You Can’t Defend the Doors You’ve Forgotten You Have

Somewhere in your business, there is probably a server, a subdomain, or a test environment that someone spun up two years ago, forgot to decommission, and never told the current security team about at all. It is still online. It is still reachable from anywhere in the world. And nobody currently on your payroll is watching it. The person who built it may well have left the company entirely, taking the only real knowledge of it with them.

Your Attack Surface Is Bigger Than Your Inventory

Most organisations maintain a mental picture of their internet-facing systems that is somewhat out of date the moment it is drawn up, because new subdomains get created for marketing campaigns, staging environments get spun up for testing and never torn down afterwards, and old vendor integrations quietly keep an API endpoint alive years after the vendor relationship itself ended. Each of these is a door into your business, and none of them appear on the diagram anyone actually uses to plan defences. Ask three different people in the same organisation how many public-facing systems exist and you will likely get three different answers.

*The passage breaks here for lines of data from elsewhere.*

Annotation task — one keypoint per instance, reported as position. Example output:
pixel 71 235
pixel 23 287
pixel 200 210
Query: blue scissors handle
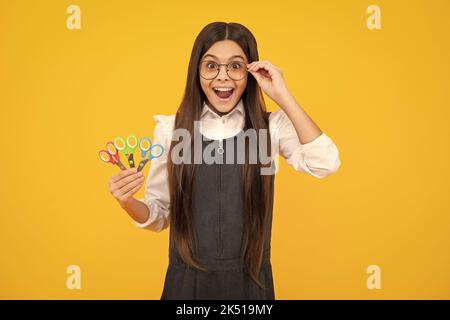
pixel 153 150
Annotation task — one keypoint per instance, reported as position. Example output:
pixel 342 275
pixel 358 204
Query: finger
pixel 251 64
pixel 123 174
pixel 130 186
pixel 133 189
pixel 123 182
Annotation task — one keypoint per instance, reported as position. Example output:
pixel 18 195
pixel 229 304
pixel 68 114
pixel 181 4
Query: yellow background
pixel 381 95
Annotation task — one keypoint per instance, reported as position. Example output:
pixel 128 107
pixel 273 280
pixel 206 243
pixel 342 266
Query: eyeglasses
pixel 235 70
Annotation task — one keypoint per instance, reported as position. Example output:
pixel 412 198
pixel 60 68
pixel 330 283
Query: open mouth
pixel 223 93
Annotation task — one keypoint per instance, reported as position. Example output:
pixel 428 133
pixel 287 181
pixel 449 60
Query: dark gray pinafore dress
pixel 218 228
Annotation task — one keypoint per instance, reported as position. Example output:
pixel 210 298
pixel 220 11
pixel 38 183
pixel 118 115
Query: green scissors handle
pixel 127 147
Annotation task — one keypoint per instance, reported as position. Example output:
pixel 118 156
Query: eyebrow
pixel 232 57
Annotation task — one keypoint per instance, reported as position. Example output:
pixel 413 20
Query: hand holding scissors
pixel 111 154
pixel 154 150
pixel 127 147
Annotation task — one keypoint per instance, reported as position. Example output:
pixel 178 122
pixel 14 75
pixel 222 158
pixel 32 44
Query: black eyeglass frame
pixel 218 69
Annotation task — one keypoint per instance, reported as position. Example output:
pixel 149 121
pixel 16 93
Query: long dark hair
pixel 255 187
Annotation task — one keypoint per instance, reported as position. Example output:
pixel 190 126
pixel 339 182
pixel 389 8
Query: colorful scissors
pixel 111 154
pixel 154 150
pixel 127 147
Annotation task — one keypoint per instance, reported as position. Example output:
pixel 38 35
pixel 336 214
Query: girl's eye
pixel 235 65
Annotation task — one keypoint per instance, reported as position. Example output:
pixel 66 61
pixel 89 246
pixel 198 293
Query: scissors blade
pixel 131 160
pixel 142 164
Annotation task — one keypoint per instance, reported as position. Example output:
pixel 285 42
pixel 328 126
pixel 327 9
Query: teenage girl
pixel 220 214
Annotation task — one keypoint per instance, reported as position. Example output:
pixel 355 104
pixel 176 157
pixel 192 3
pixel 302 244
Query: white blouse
pixel 318 158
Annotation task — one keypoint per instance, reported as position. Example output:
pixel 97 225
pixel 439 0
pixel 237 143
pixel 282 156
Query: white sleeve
pixel 318 158
pixel 157 196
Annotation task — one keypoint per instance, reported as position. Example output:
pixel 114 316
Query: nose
pixel 222 73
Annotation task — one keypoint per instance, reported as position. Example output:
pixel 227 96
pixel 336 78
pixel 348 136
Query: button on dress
pixel 218 222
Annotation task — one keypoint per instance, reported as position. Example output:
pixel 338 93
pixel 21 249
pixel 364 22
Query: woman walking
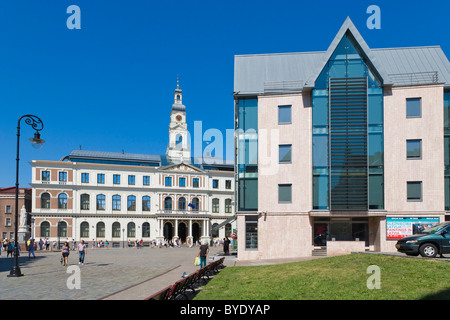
pixel 65 253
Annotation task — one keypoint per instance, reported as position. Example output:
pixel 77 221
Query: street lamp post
pixel 37 142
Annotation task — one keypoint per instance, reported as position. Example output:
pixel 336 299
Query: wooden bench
pixel 179 288
pixel 161 295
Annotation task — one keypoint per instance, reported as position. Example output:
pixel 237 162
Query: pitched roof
pixel 206 163
pixel 294 72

external network pen testing exists precisely to close that gap between what you think is exposed and what genuinely is exposed, by continuously mapping every internet-facing asset connected to your organisation rather than relying on a list someone compiled once and filed away years ago. Paired with proper external testing, it turns guesswork about your exposure into an accurate, current picture.

You Can't Defend the Doors You've Forgotten You Have — Aardwolf Security

Shadow Assets Do Not Ask Permission

The dangerous part of a forgotten asset is that it was often built quickly, under deadline pressure, with security treated as an afterthought rather than a design principle from day one. A staging server for a marketing microsite might still be running the same software version from the day it launched, quietly accumulating unpatched vulnerabilities while everyone assumes it was taken down months ago along with the campaign it originally supported. Speed to launch was the only priority anyone cared about at the time, and nobody circled back once the deadline passed.

This is a scenario William Fieldhouse encounters often enough that it no longer surprises him, only frustrates him on the client’s behalf.

“We once mapped a client’s external footprint and found a login portal for a system they had decommissioned three years earlier, still live, still accepting login attempts, and still running software that had not been patched since the day it was abandoned entirely.”

— William Fieldhouse, Director of Aardwolf Security Ltd

Three years of unpatched vulnerabilities sitting quietly on the open internet is not a hypothetical risk, it is an open invitation with a welcome mat laid out, and the business genuinely had no idea it existed until someone went looking specifically for what they had forgotten rather than what they remembered actually building. Nobody had lied about it; the knowledge had simply left the building along with the people who once held it.

Map It Before Someone Else Does

You cannot secure what you do not know exists, and attackers spend considerable time scanning the internet for exactly these forgotten, unmonitored assets because they are so often the softest target available to them. Get a proper map of your external footprint and work with the best pen testing company to test every door on it, including the ones you had genuinely forgotten were ever there. A map compiled once, years ago, will not tell you what changed since.